Can anyone explain me what the following statement from the below code means..??
for (j = 0; j < arrayOfInts[i].length;
j++)
I'm learning Java language and having a very hard time figuring it out..
class BreakWithLabelDemo {
public static void main(String[] args) {
int[][] arrayOfInts = {
{ 32, 87, 3, 589 },
{ 12, 1076, 2000, 8 },
{ 622, 127, 77, 955 }
};
int searchfor = 12;
int i;
int j = 0;
boolean foundIt = false;
search:
for (i = 0; i < arrayOfInts.length; i++) {
for (j = 0; j < arrayOfInts[i].length;
j++) {
if (arrayOfInts[i][j] == searchfor) {
foundIt = true;
break search;
}
}
}
if (foundIt) {
System.out.println("Found " + searchfor + " at " + i + ", " + j);
} else {
System.out.println(searchfor + " not in the array");
}
}
}
Java doesn't really have multidimensional arrays, it has arrays that can contain other arrays. That code takes the ith item from the misleadingly named arrayOfInts. This item is itself an array of integers, so it's taking the length of this array. (That was stored in another array.) So, for example in this code:
int[][] array2d = new int[][] {
new int[] {1}, // stored at array2d[0]
new int[] {2, 3, 4} // stored at array2d[1]
}
the following are true:
array2d.length == 2 (The "multidimensional" array contains two other arrays.)
array2d[0].length == 1 (The first of which has one element: 1.)
array2d[1].length == 3 (The second has three elements: 2, 3, 4.)
There is no multidimensional array in Java. All there is is arrays of arrays.
arrayOfInts is such an array of arrays of ints. So arrayOfInts[i] is an array of ints, and
for (j = 0; j < arrayOfInts[i].length; j++)
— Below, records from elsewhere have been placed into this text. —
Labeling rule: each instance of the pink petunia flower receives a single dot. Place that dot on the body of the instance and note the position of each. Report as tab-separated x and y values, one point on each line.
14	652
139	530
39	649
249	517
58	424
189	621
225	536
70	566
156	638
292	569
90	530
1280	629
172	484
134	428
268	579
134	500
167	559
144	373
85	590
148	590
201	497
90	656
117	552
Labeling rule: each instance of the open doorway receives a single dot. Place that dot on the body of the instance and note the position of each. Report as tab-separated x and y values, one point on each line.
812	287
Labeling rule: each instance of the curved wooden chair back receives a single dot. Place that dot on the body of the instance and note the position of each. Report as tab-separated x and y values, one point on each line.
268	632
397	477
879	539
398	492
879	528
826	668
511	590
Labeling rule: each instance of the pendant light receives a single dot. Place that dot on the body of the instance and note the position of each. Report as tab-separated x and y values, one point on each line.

iterates over every element of this array, i.e. it iterates over all the elements in the array of ints stored at the index i of the array of arrays of ints.
You could see it as a big box containing N smaller boxes, each smaller box containg a given number of integers. arrayOfInt is the big box. arrayOfInt[i] is the ith smaller box in the big box. And the loop iterates over every integer in this smaller box.
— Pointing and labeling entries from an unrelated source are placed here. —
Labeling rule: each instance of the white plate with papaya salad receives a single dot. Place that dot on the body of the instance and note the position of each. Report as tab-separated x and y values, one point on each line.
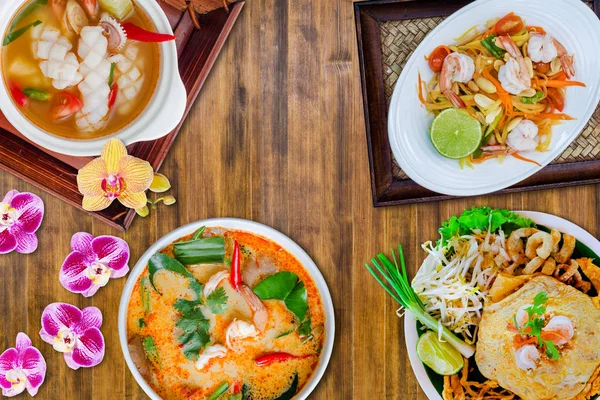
494	93
505	306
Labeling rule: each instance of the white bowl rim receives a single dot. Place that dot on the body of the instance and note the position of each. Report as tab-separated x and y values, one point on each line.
161	115
242	225
513	178
410	325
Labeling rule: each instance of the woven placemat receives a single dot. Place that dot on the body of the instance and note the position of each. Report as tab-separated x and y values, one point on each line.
398	41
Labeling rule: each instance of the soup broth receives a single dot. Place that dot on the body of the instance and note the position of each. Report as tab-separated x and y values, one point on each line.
245	363
30	62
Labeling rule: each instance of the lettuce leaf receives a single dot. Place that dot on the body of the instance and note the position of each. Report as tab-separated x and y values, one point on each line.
477	220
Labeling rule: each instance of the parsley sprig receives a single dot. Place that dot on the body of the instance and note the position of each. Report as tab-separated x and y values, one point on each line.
535	324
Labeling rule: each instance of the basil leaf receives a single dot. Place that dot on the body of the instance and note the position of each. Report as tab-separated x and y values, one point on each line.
291	391
11	37
277	286
26	12
297	301
162	261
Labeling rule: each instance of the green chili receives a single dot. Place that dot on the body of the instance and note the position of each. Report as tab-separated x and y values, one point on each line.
490	46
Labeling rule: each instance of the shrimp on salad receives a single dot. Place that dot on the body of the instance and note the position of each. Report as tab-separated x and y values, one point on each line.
511	78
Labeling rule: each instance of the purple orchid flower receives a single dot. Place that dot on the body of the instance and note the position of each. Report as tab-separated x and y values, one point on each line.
22	367
93	262
74	332
21	215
In Java two-dimensional arrays are implemented is a one-dimensional array of one-dimensional arrays.
for (j = 0; j < arrayOfInts[i].length; j++)
arrayOfInts[i].length means length of the ith row of an arrayOfInts.
int[][] a = new int[2][4];
This two-dimensional array will have two rows and four columns. This actually allocates 3 objects: a one-dimensional array of 2 elements to hold each of the actual row arrays, and two one-dimensional arrays of 4 elements to represent the contents of the rows.
+-----+ +-----+-----+-----+-----+
|a[0] | -> | [0] | [1] | [2] | [3] |
| | +-----+-----+-----+-----+ In Java two-dimensional arrays are implemented is a
one-dimensional array of one-dimensional arrays -- like this.
+-----+
| | +-----+-----+-----+-----+
|a[1] | -> | [0] | [1] | [2] | [3] |
+-----+ +-----+-----+-----+-----+
j = 0; j < arrayOfInts[i].length
Cause you array is 2-dimensional, inner element of array will be array to.
So you getting the element(which is array) arrayOfInts[i] and calculates the length arrayOfInts[i].length, in other words:
int[] element = arrayOfInts[i];
int length = arrayOfInts[i].length;
Think of arrayOfInts[i][j] as a two-dimensional grid, like a spreadsheet. To help visualize, let's say that [j] represents the column index, and [i] represents the row index.
The explanation is then:
// iterate through every column j in the current row i:
for (j = 0; j < arrayOfInts[i].length; j++)
In your code , see the words int [][]arrayOfInts=...
It is a 2-dimensional array.2 dimensional arrays are nothing but arrays of arrays
It means simply there will be many normal 1-d arrays, and another array having references of each 1-d array.
So, the explanation of line, for(j=0;j<arrayOfInts[i].length;j++)is given below:
first, lets give focus to the wordsarrayOfInts[i].length
I already told you arrayOfInts is an array of arrays. So, arrayOfInts[i] points to the ith array.The word,arrayOfInts[i].length returns the length(i.e number of elements in an array) in the ith array of arrayOfInts.
The loop continues to happen until the j is less than then number of elements in the 1d array(less than (don't use equal to) because arrayOfInts[i][0] will be the first element).